Safety-wise, they claim to have run it through their Preparedness framework and the red-team of external experts, but have published no reports on this. “For now”, audio output is limited to a selection of preset voices (addressing audio impersonations).
“Safety”-wise, they obviously haven’t considered the implications of (a) trying to make it sound human and (b) having it try to get the user to like it.
It’s extremely sycophantic, and the voice intensifies the effect. They even had their demonstrator show it a sign saying “I ❤️ ChatGPT”, and instead of flatly saying “I am a machine. Get counseling.”, it acted flattered.

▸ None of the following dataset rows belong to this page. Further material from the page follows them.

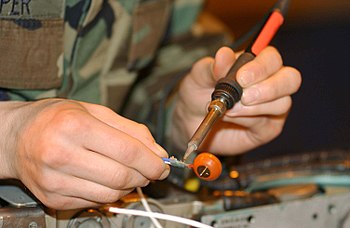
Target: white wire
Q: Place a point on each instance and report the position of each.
(158, 216)
(147, 207)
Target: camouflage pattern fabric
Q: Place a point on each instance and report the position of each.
(126, 54)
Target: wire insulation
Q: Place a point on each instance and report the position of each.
(173, 218)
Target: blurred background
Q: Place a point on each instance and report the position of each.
(314, 39)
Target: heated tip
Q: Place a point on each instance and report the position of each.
(189, 150)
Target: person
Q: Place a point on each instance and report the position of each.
(70, 130)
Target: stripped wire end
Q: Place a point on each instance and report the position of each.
(172, 161)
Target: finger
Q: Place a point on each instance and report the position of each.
(276, 107)
(122, 148)
(96, 168)
(266, 63)
(224, 60)
(142, 133)
(285, 82)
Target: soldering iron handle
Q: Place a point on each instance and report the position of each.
(227, 88)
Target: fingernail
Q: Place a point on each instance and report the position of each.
(246, 78)
(250, 95)
(162, 151)
(166, 172)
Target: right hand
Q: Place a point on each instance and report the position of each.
(72, 154)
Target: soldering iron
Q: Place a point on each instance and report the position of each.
(227, 90)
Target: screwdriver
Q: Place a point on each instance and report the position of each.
(227, 90)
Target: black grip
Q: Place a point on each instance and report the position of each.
(227, 88)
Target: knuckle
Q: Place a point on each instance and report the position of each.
(145, 131)
(109, 196)
(158, 169)
(68, 120)
(119, 179)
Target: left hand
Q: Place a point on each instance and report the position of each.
(257, 119)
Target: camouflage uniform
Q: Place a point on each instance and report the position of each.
(125, 54)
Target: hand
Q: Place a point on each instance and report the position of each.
(259, 116)
(73, 154)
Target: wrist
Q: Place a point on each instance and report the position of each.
(9, 132)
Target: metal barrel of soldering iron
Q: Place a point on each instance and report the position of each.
(227, 90)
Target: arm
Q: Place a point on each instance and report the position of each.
(72, 154)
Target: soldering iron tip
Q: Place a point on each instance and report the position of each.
(189, 150)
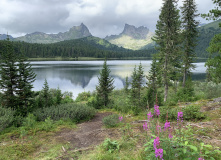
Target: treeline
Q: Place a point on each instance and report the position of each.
(76, 48)
(203, 41)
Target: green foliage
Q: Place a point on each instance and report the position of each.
(9, 76)
(105, 85)
(190, 113)
(84, 96)
(193, 113)
(168, 42)
(75, 112)
(189, 36)
(30, 121)
(136, 86)
(185, 94)
(94, 102)
(48, 124)
(24, 87)
(209, 90)
(110, 145)
(6, 117)
(111, 120)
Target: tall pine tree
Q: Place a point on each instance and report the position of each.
(190, 34)
(9, 75)
(24, 85)
(168, 41)
(105, 84)
(214, 62)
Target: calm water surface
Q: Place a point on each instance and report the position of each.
(79, 76)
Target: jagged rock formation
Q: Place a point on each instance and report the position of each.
(75, 32)
(132, 37)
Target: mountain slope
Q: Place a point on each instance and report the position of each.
(4, 36)
(132, 37)
(206, 33)
(75, 32)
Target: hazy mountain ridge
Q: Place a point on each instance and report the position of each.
(75, 32)
(4, 36)
(132, 37)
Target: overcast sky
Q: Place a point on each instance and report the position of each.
(102, 17)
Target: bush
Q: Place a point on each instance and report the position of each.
(6, 117)
(208, 90)
(189, 113)
(110, 145)
(29, 121)
(193, 113)
(94, 102)
(84, 96)
(111, 120)
(75, 112)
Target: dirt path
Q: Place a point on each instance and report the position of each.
(88, 133)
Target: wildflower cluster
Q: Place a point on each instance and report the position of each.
(156, 110)
(180, 117)
(158, 150)
(149, 116)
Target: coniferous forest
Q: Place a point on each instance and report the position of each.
(169, 117)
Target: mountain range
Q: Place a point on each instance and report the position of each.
(75, 32)
(133, 38)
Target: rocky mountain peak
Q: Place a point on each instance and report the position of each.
(137, 33)
(81, 29)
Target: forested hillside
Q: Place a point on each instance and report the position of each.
(85, 47)
(206, 33)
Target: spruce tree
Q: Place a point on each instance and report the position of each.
(152, 83)
(9, 75)
(167, 40)
(24, 85)
(105, 84)
(136, 85)
(190, 34)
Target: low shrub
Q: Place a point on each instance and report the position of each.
(75, 112)
(84, 96)
(110, 145)
(94, 102)
(29, 121)
(191, 112)
(111, 120)
(6, 117)
(208, 90)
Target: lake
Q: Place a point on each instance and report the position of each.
(79, 76)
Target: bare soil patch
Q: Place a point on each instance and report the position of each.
(87, 134)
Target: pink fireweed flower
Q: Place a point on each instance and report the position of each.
(149, 116)
(156, 143)
(159, 153)
(156, 110)
(158, 128)
(180, 116)
(166, 126)
(170, 136)
(145, 127)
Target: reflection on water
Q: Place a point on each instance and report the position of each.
(79, 76)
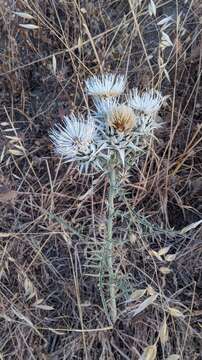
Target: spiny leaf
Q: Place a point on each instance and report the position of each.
(190, 227)
(29, 26)
(23, 15)
(144, 304)
(149, 353)
(175, 312)
(164, 270)
(164, 332)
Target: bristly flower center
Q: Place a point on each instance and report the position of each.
(122, 119)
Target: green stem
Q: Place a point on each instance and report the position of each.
(112, 285)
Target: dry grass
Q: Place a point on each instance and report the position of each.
(52, 219)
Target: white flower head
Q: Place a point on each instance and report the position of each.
(108, 85)
(104, 107)
(74, 139)
(149, 102)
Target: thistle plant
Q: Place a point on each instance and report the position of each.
(109, 140)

At the moment, it’s really creepy, and most people seem to dislike it pretty intensely. But I’m sure they’ll tune that out if they can.
There’s a massive backlash against social media selecting for engagement. There’s a lot of worry about AI manipulation. There’s a lot of talk from many places about how “we should have seen the bad impacts of this or that, and we’ll do better in the future”. There’s a lot of high-sounding public interest blather all around. But apparently none of that actually translates into OpenAI, you know, not intentionally training a model to emotionally manipulate humans for commercial purposes.
Still not an X-risk, but definitely on track to build up all the right habits for ignoring one when it pops up...
I’m guessing that measuring performance on those demographic categories will tend to underestimate the models’ potential effectiveness, because they’ve been intentionally tuned to “debias” them on those categories or on things closely related to them.